Afirma del Molino -¡una contradicción más en un océano de contradicciones!- que “Un tal González” sería un libro de historia si no fuera porque su protagonista sigue vivo y los hechos que protagonizó son recientes. Tiene razón, aunque se trata de una razón teñida de retórica. La Historia presupone, por definición, una perspectiva externa, un distanciamiento crítico. Algo metafísicamente imposible para del Molino, que, más que haber nacido en España, parece oriundo del Reino de Siam, el país de los hermanos unidos.

González espera tranquilamente en su sillón orejero el veredicto de Clío. Del Molino lo sabe perfectamente pero le puede más el vértigo de su giro lingüístico “chez Hayden White”. “Un tal González” es un magnífico artefacto literario, pero nada más (salvo para los creyentes y los desprevenidos). “Este libro sería más sencillo para mí si González no estuviese vivo, y tal vez la historia pueda permitirse la espera, pero la literatura responde a otros ritmos, y lo que yo quería contar pertenece a este aquí y a este ahora” (pág. 360). El prurito de del Molino se asemeja a la urgencia teresiana del “muero porque no muero”. Pero el éxtasis no es fuente legítima del discurso histórico.
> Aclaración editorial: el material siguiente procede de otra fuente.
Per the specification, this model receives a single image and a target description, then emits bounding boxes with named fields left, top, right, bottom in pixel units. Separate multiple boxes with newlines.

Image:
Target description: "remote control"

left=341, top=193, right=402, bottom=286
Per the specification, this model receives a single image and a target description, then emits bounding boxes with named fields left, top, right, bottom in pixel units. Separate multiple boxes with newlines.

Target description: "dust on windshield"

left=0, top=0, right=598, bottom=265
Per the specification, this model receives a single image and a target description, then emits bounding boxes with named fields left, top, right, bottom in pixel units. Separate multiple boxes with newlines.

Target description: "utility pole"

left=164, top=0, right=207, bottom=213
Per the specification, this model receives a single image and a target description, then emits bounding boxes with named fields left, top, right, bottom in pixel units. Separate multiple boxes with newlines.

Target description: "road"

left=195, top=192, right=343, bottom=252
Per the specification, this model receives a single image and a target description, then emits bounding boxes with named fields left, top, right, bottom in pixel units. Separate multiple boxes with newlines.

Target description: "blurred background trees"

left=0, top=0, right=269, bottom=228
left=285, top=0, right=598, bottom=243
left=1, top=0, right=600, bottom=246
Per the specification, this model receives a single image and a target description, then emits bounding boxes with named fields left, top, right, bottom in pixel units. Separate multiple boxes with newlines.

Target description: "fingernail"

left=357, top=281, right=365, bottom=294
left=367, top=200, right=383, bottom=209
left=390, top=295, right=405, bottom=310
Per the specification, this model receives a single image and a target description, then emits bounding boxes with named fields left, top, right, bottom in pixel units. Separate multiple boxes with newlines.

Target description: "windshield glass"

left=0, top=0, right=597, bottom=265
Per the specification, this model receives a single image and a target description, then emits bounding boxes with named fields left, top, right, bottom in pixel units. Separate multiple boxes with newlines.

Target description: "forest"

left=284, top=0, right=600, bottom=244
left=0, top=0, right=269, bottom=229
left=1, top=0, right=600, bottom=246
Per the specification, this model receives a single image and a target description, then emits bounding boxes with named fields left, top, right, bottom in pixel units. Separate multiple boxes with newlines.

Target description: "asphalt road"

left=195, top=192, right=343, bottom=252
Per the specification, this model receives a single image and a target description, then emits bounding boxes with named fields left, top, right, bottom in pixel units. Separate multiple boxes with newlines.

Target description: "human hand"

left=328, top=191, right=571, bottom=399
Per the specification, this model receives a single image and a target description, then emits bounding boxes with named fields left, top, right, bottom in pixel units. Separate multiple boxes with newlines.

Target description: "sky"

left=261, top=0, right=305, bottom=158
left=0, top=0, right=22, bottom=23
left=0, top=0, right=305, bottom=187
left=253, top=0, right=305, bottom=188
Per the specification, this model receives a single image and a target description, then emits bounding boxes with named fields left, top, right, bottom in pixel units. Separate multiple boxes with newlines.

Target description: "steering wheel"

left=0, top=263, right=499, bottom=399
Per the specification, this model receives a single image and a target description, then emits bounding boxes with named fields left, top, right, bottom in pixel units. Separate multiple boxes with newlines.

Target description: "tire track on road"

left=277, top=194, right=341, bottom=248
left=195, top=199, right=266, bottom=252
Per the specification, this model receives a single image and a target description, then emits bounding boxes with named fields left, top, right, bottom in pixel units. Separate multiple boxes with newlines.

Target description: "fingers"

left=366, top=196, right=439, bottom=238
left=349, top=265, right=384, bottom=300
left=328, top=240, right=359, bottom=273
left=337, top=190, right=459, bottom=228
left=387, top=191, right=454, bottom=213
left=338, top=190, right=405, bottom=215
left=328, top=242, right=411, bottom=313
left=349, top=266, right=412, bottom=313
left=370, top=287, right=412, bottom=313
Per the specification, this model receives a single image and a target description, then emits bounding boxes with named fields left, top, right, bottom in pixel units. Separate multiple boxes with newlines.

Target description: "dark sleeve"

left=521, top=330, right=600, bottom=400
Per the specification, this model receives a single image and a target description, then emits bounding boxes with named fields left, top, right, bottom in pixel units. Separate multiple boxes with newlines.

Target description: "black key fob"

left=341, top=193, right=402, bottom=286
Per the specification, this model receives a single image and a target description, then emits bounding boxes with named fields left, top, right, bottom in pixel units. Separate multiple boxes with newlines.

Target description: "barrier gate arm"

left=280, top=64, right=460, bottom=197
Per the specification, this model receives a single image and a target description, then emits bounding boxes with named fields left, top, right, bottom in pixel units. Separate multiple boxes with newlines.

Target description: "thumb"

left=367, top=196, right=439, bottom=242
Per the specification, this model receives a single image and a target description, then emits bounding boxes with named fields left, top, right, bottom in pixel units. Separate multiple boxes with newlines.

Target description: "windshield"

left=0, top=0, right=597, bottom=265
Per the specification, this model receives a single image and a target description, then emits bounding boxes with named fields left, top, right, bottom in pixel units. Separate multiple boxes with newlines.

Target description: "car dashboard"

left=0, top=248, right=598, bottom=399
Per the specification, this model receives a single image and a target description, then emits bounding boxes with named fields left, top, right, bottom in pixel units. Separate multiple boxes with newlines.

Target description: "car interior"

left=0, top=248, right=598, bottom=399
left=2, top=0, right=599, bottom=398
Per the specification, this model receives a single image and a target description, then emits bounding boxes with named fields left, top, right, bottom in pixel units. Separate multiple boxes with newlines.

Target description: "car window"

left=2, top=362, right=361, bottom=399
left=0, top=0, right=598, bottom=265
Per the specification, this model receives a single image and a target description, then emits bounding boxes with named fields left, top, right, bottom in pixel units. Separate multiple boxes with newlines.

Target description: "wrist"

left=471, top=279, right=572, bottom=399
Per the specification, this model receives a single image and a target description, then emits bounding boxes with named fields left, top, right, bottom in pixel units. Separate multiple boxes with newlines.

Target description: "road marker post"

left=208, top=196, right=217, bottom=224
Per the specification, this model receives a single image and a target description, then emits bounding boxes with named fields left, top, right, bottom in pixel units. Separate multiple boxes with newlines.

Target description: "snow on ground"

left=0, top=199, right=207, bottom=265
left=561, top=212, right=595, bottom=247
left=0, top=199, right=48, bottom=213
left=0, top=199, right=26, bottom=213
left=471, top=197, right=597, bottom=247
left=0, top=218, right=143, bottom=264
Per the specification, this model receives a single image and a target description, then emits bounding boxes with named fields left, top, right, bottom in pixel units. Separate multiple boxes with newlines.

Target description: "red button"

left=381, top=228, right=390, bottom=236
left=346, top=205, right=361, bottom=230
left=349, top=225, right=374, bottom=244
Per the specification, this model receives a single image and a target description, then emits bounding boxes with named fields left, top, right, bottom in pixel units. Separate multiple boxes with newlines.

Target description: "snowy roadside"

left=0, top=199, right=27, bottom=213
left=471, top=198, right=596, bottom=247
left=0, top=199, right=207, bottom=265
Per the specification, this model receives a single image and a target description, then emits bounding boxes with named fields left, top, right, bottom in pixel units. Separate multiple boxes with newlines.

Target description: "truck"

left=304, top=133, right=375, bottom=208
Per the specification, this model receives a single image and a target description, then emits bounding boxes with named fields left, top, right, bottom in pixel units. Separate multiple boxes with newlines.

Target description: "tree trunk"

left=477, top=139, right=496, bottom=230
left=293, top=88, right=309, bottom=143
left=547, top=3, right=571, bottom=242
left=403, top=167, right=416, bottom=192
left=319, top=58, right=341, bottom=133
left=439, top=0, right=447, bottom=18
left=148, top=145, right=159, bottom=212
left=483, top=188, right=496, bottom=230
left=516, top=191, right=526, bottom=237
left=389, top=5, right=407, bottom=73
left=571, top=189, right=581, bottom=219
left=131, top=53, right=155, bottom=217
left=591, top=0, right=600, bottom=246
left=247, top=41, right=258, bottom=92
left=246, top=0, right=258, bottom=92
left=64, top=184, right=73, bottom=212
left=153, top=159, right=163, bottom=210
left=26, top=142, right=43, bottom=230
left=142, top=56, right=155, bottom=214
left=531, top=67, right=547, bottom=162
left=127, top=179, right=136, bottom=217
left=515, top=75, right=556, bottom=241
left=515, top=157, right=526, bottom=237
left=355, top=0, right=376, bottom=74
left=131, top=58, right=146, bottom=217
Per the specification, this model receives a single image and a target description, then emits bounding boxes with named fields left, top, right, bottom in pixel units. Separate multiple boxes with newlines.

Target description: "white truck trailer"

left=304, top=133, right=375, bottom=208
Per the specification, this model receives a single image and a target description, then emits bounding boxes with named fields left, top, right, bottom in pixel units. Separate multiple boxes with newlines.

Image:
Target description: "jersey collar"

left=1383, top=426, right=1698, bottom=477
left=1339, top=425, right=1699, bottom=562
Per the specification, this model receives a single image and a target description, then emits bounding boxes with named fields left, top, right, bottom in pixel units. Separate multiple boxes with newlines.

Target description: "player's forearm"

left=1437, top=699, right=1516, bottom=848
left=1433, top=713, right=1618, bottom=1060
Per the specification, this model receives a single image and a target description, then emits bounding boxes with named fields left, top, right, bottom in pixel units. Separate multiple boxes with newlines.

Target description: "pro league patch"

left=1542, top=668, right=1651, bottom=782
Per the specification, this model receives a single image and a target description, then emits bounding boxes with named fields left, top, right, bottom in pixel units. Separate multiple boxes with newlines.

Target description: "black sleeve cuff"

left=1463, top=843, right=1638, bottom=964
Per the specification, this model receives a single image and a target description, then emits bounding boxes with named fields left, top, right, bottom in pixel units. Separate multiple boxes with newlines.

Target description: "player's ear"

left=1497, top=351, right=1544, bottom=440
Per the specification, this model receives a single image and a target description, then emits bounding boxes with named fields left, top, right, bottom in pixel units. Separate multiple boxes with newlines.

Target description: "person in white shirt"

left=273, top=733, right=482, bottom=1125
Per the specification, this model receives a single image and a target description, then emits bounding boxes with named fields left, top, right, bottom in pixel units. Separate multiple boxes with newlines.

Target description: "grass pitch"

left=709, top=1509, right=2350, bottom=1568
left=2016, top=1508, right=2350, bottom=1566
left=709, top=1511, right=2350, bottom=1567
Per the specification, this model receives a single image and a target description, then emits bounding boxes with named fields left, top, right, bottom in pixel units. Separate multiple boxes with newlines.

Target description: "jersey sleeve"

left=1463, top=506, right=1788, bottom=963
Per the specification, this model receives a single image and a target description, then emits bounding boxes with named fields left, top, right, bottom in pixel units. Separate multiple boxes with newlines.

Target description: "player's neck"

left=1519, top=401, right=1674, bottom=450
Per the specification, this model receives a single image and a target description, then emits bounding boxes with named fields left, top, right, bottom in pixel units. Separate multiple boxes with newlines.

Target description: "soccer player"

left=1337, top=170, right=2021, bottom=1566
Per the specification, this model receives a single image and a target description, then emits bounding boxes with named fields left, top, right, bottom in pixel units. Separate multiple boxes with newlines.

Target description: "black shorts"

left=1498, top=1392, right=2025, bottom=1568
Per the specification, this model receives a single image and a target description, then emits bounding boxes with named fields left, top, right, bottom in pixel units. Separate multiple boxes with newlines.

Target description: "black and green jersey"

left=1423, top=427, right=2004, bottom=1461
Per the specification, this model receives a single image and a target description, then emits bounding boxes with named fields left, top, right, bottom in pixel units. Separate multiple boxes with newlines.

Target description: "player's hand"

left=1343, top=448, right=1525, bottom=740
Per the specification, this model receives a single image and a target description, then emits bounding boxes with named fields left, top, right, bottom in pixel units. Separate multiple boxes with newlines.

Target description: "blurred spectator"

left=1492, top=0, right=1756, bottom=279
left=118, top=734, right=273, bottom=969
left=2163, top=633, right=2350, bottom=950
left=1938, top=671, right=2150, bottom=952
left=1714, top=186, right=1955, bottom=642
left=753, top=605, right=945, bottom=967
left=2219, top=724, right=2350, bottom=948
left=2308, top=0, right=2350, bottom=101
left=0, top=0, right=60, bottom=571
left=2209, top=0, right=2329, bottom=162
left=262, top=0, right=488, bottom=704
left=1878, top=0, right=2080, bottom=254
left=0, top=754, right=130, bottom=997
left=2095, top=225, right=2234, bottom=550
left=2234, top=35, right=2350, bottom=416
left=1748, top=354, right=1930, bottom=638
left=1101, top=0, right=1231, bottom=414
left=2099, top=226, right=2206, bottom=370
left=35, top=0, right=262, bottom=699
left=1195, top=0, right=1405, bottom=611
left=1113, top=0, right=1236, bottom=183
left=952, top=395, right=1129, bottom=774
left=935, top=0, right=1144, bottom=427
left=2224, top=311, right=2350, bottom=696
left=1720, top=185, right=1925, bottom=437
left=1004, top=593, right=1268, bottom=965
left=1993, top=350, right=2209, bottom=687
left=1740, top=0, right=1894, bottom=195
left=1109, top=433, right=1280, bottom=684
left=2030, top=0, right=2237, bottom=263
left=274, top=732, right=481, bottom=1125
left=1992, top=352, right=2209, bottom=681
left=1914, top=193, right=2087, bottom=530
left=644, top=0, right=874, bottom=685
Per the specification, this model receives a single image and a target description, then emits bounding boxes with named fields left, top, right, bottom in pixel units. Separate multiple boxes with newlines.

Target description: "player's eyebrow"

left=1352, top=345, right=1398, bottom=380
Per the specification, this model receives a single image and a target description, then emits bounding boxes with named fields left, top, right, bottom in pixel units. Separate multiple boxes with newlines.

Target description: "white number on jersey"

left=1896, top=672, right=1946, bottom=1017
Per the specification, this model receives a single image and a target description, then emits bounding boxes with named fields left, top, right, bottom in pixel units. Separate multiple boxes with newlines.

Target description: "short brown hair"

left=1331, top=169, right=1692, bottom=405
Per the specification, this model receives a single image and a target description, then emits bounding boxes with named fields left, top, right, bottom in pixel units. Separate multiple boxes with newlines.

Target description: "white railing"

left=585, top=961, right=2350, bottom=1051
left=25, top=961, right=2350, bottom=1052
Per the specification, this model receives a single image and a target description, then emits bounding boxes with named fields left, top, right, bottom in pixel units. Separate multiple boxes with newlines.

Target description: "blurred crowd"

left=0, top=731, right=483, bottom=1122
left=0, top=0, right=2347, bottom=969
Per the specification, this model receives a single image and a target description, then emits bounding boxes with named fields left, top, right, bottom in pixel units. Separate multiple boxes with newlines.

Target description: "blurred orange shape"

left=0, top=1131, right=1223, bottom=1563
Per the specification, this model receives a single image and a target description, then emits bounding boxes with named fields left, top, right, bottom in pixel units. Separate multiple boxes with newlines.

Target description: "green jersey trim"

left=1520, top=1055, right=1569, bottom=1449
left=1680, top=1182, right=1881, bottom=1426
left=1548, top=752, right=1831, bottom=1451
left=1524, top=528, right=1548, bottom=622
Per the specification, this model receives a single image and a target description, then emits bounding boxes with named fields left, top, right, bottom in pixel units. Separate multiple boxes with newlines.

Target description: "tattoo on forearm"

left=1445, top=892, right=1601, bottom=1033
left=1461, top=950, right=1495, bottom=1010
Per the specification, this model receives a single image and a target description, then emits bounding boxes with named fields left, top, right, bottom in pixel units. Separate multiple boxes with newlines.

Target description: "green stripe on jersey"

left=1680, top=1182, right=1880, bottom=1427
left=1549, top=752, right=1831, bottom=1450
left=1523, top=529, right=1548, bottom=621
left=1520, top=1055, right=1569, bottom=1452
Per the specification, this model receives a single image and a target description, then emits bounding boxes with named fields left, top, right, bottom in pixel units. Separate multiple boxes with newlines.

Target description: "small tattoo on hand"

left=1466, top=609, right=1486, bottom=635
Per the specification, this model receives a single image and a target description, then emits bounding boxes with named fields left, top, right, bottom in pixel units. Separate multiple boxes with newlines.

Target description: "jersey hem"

Sergio del Molino, aunque es muy gracioso, ha calibrado mal sus competencias profesionales para escribir la verdad de “un tal González”, al no advertir el peso de su biografía personal (la de don Sergio) que, en mi opinión, le incapacitan para dicha empresa. Los lastres son dos:

1.- El susodicho no es un historiador profesional sino un literato (magnífico) de altos vuelos (ensayo, relatos breves) y también un literato a ras de suelo (periodismo).

2.- La fecha de nacimiento de don Sergio (1979). Es una lástima que la eficacia performativa de la futura “Ley trans” no propulse también la nave del tiempo. Si el autor del libro “Un tal González” tuviera hoy veinticinco años más de los que dice su “currículum vitae”, probablemente le habría dado a su “mix” otra orientación con mayor verosimilitud.

Las dos circunstancias anteriores comprometen la independencia y la objetividad del autor de “Un tal González”. No respecto a la narración de los hechos sino a los juicios de valor (sobre el protagonista, los actores principales y los secundarios) relativos a las personas que aparecen en el libro.